Janet Colson, a professor of nutrition and food science and a registered dietitian, will host a free teacher training session for high school educators from 9 a.m. to 3:30 p.m. Thursday, June 9, in Room 106 of the Ellington Human Sciences Building, 2623 Middle Tennessee Blvd. Remote attendance is available at https://tinyurl.com/2wt6dyd5
“I think nutrition is something that we all need to be aware of,” Colson said. “It’s something that we need to learn at an early age and practice it at an early age so we won’t be developing diabetes or high blood pressure or cardiovascular disease later in life.”
MTSU is the only university in Tennessee that offers both dual credit and dual enrollment learning experiences in the field of nutrition.
“Nutrition Across the LifeSpan” is an introductory class that covers pregnancy, lactation, feeding young children, nutrition for older adults and other topics for high school students at the sophomore level.

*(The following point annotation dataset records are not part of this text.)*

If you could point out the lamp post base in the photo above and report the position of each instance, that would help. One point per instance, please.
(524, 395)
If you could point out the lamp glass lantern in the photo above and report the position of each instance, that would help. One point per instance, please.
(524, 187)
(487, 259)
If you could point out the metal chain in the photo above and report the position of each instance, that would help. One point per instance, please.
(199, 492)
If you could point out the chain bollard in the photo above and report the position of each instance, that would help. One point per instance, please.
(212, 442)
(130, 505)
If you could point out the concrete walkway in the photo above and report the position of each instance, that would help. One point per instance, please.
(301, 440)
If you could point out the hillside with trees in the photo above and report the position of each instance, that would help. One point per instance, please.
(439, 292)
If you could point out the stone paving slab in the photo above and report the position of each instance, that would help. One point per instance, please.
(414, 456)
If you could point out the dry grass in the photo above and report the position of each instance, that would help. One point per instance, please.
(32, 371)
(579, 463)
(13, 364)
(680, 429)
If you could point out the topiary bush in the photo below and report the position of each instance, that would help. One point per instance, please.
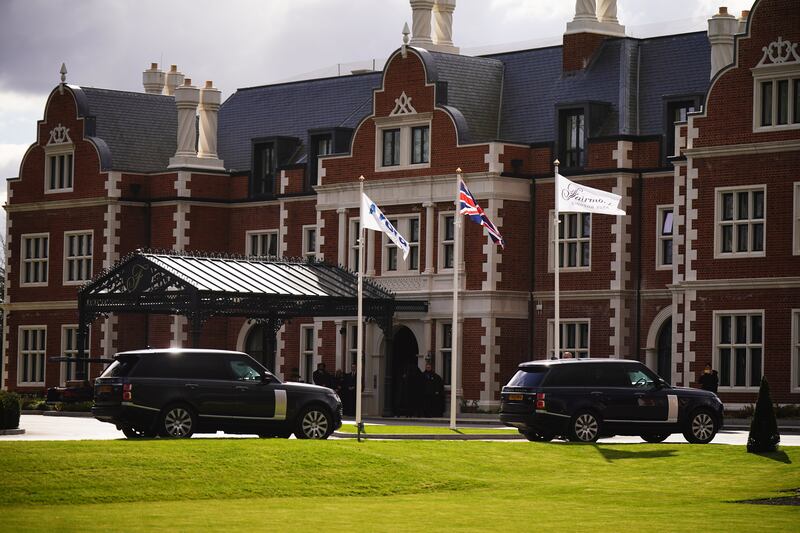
(764, 436)
(10, 407)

“Nutrition, Science and Diet Therapies,” which is taught at the junior level, covers nutrients and special diets for people who have diabetes, hypertension, cancer, celiac disease and other conditions that require individualized attention.
After taking “LifeSpan,” students can take a dual credit exam at the end of the school year. If they pass that exam, they will earn three hours of college credit toward MTSU’s introductory nutrition class, “Principles of Nutrition” (NFS 1240).
“Nutrition, Science and Diet Therapies” is offered as a dual enrollment, online-only course in which the high school students take the same class that MTSU students take. If they pass that class, they will earn three hours of college credit.
“We typically have maybe 20, 25 students at the high school level who actually do the dual enrollment class,” Colson said. “Fortunately, this year, we have two of those students who have decided to come here to MTSU, and they are majoring in nutrition right now.”
Whether the high school students choose to make nutrition their profession or simply put what they learn to use in their own lives, they can have a book to guide them. Colson, along with Sandra Poirier, an MTSU professor of nutrition and food science, and MTSU alumna and registered dietitian nutritionist Yvonne Dadson selected, remixed and edited the content of “Introduction to Nutrition and Wellness.”
The book is designed for MTSU “Principles of Nutrition” students and “Nutrition Across the Lifespan” high school students. Alicia Burns, a senior in the university’s nutrition and food science program, created PowerPoint slides for the vitamin and mineral units.
Colson said most nutrition textbooks are created for college students in their 20s and they leave out information pertinent to high school students. For example, the method for determining obesity in teenagers is different that than the method used to determine obesity in adults.
“I want the high school superintendents to know that nutrition can be taught at the high school level, and we here at MTSU are creating a book for them to use,” Colson said.